Natürliches Verhalten: Herdendynamik und Fluchtreiz
Die Rangfolge in Frage zu stellen, gehört zum natürlichen Überlebensprogramm eines Pferds. So wird gewährleistet ist, dass die stärksten und cleversten Tiere an der Spitze der Herde stehen. Auch uns gegenüber testen viele Pferde mal sanft und mal deutlicher, ob wir als Leittier souverän sind.
Wenn sie uns auf den Leib rücken oder anrempeln, verhalten sie sich nicht unbedingt dominant oder wollen uns ärgern. Oft fragen sie nur, wie weit sie gehen können, bevor wir sie in ihre Schranken weisen. Deshalb ist es wichtig, dass wir solch ein Verhalten erkennen und jederzeit souverän und gelassen reagieren. Dann akzeptiert unser Pferd uns weiterhin als ranghöheres Herdenmitglied und schenkt uns Vertrauen.
Angst und Bedrohung lösen bei Pferden den angeborenen Fluchtinstinkt aus. Das Problem: In den Augen des Pferds ist auch der Mensch auf Grund seiner Konstitution ein gefährlicher Jäger. „Vor allem, wenn das Pferd nicht so reagiert, wie wir es gerne hätten, und wir ärgerlich oder wütend werden, kommt das Raubtier in uns zum Vorschein“, sagt Berni Zambail, Horsemanship-Trainer aus Untersiggenthal, Schweiz (www.zambail.com).
Damit eine vertrauensvolle Beziehung möglich ist, muss der Mensch sein Raubtierverhalten kontrollieren. „Greift ein Raubtier an, bewegt es sich schnell und lässt nicht mehr los, wenn es das Pferd einmal erwischt hat.
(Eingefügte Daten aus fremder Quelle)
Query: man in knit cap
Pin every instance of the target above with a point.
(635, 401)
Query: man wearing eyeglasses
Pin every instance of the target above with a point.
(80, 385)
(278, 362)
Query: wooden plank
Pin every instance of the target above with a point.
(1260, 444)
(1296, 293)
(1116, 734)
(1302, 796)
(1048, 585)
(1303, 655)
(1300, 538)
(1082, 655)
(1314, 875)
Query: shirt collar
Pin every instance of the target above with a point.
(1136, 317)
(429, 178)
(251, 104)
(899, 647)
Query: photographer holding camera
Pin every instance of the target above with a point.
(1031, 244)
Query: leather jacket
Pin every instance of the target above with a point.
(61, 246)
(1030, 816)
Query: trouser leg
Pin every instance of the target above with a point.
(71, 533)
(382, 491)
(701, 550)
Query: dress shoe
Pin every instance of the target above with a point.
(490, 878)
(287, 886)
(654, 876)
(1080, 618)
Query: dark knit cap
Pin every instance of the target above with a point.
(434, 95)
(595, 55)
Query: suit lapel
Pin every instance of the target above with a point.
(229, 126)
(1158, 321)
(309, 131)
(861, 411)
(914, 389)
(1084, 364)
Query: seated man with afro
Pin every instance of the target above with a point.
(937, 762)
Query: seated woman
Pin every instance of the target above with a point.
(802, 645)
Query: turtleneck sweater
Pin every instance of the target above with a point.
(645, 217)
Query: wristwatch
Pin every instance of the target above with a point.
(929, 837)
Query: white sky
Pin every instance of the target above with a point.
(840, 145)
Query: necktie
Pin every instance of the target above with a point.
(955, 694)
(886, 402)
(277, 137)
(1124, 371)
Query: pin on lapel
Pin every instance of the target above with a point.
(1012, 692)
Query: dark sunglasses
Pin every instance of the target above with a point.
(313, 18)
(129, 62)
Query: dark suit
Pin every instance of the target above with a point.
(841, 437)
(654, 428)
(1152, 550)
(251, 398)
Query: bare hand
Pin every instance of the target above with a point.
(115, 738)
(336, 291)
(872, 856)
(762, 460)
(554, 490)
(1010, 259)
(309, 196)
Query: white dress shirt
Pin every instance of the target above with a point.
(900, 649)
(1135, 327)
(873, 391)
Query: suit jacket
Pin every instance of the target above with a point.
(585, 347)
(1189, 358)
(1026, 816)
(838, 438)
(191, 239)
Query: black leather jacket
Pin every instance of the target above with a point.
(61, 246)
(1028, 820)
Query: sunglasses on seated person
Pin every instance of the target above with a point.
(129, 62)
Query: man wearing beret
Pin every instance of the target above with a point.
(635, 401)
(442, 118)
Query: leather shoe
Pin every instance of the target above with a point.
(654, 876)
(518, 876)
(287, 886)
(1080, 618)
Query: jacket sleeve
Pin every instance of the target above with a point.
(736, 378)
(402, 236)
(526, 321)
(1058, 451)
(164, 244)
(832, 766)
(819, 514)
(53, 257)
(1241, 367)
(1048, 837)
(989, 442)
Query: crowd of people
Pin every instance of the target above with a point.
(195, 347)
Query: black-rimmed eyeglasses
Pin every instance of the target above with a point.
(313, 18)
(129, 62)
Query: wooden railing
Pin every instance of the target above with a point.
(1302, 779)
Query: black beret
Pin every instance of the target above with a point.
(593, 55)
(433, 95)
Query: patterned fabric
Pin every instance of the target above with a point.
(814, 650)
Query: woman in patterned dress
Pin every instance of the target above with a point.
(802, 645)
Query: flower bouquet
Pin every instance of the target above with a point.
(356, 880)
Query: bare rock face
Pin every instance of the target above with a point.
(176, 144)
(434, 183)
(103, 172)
Diesen Eindruck dürfen wir dem Tier deshalb nicht vermitteln“, erklärt Zambail.
Zieht das Pferd etwa am Strick, ist es wenig sinnvoll, mit aller Kraft dagegen zu halten. „Ich halte in so einer Situation nur mit leichtem Druck gegen und gehe erst einmal mit der Bewegung des Pferds mit. Sobald ich merke, dass es wieder anfängt zu überlegen, lasse ich locker und gebe dem Pferd wieder das Gefühl, dass es frei ist.“
Kommunikation im Alltag: Wie wirken wir aufs Pferd?
Im Stall stehen wir unter Dauerbeobachtung. Denn Pferde lesen unsere Körpersprache unablässig. Egal, ob beim Putzen, bei der Bodenarbeit oder unterm Sattel – nur wer einheitlich und klar kommuniziert, wird fürs Pferd zu einem verlässlichen, vertrauenswürdigen Partner. Widersprüchliche Signale oder unberechenbares Verhalten sorgen dagegen für Verunsicherung und fördern Misstrauen.
Das menschliche Gesicht ist fürs Pferd wie offenes Buch: „Durch unsere Mimik kommunizieren wir fürs Pferd deshalb auf sehr natürliche Weise“, sagt Dr. Vivian Gabor, Verhaltensforscherin und Trainerin aus Greene/Niedersachsen (www.viviangabor.de). Bei der Frei- und Bodenarbeit oder an der Longe nützt das besonders. Ein lächelndes, freundliches Gesicht wirkt positiv und motivierend. Damit vermitteln Sie dem Pferd: Alles in Ordnung, du verhältst dich richtig. Ein strenger, ernster Blick dagegen wirkt mahnend oder sogar einschüchternd.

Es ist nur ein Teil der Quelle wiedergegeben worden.